Toutes ces interrogations trouveront leurs réponses dans un climax plein de fureur, de sang, de larmes et de violence (clairement l'un des plus intenses que les publications liés au Tisseur ait connu ces derniers temps) où toutes les émotions se mêlent (ressentiment, confiance, suspicion, affection, courage); d'autant plus que Reed a eu l'idée gonflée (mais au final totalement payante, car parfaitement gérée) de faire appel à l'une des idées les plus controversées du run de Straczynski : l'existence d'un fils et d'une fille illégitime de Norman dont Gwen Stacy est la mère. Cette saga, intitulé "Passé Recomposé", avait à l'époque suscité une polémique chez les fans. Si je devais apporter vite fait mon opinion, je dirais que oui, effectivement, l'idée d'avoir fait de Gwen la mère des gosses de Norman est une idée stupide. Certes, le but était de donner à Norman une nouvelle ampleur perverse. De ce côté là, pas de doute, la saga visait juste. Mais faire de Gwen une petite amie à ce point infidèle (pour ne pas employer un terme plus fort et moins...correct, disons) était un contre-sens absolu lorsque l'on repense à la relation Peter / Gwen telle que dépeinte dans les comics de l'époque. Si bien que bon nombre de fans ont préféré tout bonnement oublier cette saga. Reed fait à peu près la même chose : s'il amène bien dans l'histoire le fils illégitime de Norman, il prend bien soin de ne jamais mentionner sa mère. En clair, il garde l'apport de Straczynski à la perversité de Norman, tout en oubliant allègrement que le même auteur a fait de Gwen une salope (oups...mes doigts ont flanché). Ce qui permet donc de rendre la situation encore plus explosive : Harry prend conscience à quel point son père peut être détraqué, et n'a d'autre solution que d'agir en conséquence, c'est-à-dire radicalement, sur tous les plans, d'où ce climax enflammé.
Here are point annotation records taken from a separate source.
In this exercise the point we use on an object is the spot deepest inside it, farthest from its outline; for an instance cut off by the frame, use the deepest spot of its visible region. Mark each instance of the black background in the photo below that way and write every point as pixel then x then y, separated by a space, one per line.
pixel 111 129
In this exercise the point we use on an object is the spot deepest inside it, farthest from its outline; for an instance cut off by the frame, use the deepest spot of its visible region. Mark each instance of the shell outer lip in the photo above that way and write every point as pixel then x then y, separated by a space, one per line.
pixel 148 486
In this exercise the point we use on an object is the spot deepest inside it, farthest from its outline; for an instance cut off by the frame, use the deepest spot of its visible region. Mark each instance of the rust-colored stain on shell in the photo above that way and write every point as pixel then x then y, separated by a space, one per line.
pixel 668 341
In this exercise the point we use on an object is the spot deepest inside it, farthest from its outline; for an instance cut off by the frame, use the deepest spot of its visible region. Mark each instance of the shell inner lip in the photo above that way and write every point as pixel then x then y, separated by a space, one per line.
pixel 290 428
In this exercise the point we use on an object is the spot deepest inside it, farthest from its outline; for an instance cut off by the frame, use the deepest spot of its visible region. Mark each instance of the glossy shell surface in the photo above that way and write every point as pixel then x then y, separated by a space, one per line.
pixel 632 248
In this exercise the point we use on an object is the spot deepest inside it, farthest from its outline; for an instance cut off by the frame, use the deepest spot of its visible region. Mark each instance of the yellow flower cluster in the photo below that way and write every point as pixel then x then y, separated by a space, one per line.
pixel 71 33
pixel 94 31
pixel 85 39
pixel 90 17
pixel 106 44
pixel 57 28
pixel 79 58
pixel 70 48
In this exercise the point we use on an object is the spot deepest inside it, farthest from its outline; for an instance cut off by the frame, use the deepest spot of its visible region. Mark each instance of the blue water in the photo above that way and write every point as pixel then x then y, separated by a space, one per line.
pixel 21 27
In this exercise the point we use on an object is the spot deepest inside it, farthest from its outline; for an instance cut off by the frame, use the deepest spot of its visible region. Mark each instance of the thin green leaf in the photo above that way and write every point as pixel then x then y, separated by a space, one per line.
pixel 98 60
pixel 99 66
Par la grâce d'une narration fluide (toutes les problématiques sont résolues dans le dernier chapitre sans temps morts, sans lourdeur -jamais de dialogues pompeux- ou oubli de détails) impliquant dans son déroulement l'apport talentueux d'idées audacieuses; le personnage d'Harry en ressortira grandit, retrouvant enfin une place de choix dans l'univers de Spider-Man, en tant que Harry OSBORN (avec tout ce que cela implique), et non pas juste Harry. Et, par extension, le personnage-titre se verra lui aussi évolué encore un peu plus de par sa relation fraternelle (et donc, forcément, en partie conflictuelle) avec le fils de sa némésis; une évolution s'imbriquant parfaitement dans celles récemment apportées dans la série régulière par la team de scénaristes habituels, évolutions ayant avant tout pour but de faire retrouver au personnage toute la splendeur pré-"One More Day" qu'il avait perdue.

Bref, un hors-série indispensable, que tout fan de Spidey se doit de lire.